Marie Bashkirtseff (1858–1884), In the Studio (1881), oil on canvas, 188 x 154 cm, Dnipro State Art Museum, Dnipro, Ukraine. Wikimedia Commons.
Marie Bashkirtseff’s painting of a class in the Académie Julien in Paris in 1881 demonstrates how oil painting should be done by the textbook. The artist, shown in her self-portrait in the centre foreground, is using a long-bladed palette knife to prepare the paint on her palette. At her feet, on an old sheet of newspaper, are her brushes, all with handles of typical length, and the pupil behind her is using a maul stick to rest her right hand while painting with her brush.
Gustave Courbet (1819–1877), The Grotto of Sarrazine near Nans-sous-Sainte-Anne (c 1864), oil on canvas, 50.2 x 60 cm, J. Paul Getty Museum, Los Angeles, CA. Wikimedia Commons.
Gustave Courbet applied his paint using a palette knife for some of his paintings. This has been identified from the facture in some of his paintings of caves that he made from about 1864, including The Grotto of Sarrazine near Nans-sous-Sainte-Anne above.

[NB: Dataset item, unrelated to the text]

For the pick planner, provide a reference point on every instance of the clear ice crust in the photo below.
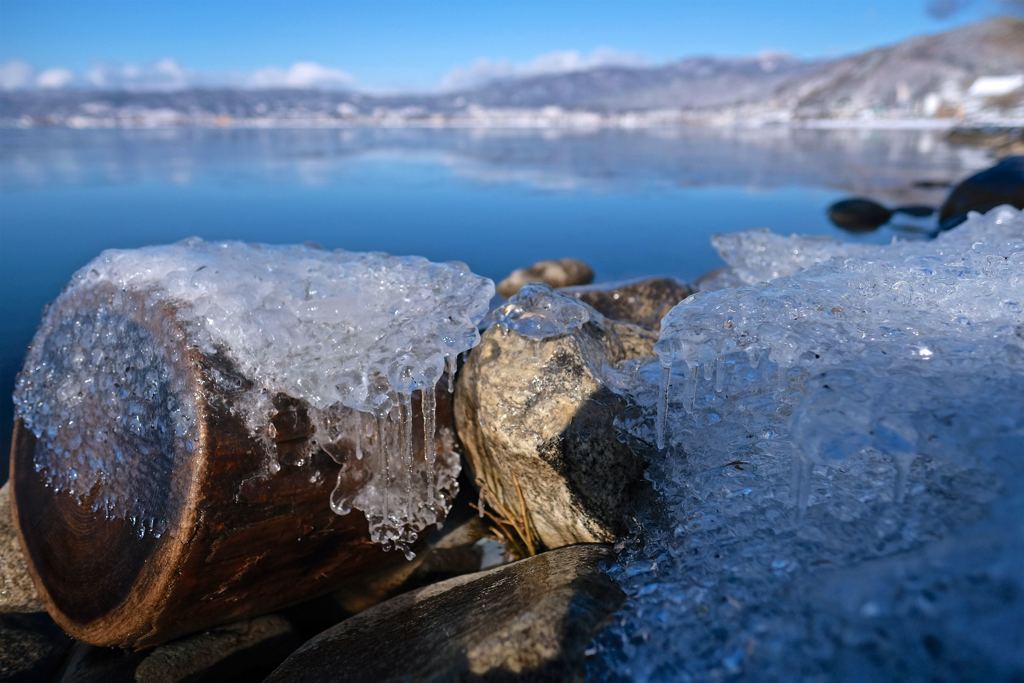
(352, 335)
(839, 493)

Another enthusiast for painting with a knife was Auguste Renoir.
Pierre-Auguste Renoir (1841–1919), Jules Le Coeur and his Dogs in the Forest of Fontainebleau (1866), oil on canvas, 112 x 90 cm, Museu de Arte de São Paulo (MASP), São Paulo, Brazil. Wikimedia Commons.
In 1866, Renoir painted his friend Jules Le Coeur and his Dogs in the Forest of Fontainebleau. This is unusual among his works, as it was preceded by two studies, and all three were made using the palette knife rather than brushes. This makes it most likely to have been painted before Renoir abandoned the knife and returned to the brush, by the middle of May 1866.
Pierre-Auguste Renoir (1841–1919), The Mosque (1881), oil on canvas, 73 x 92 cm, Musée d’Orsay, Paris. Wikimedia Commons.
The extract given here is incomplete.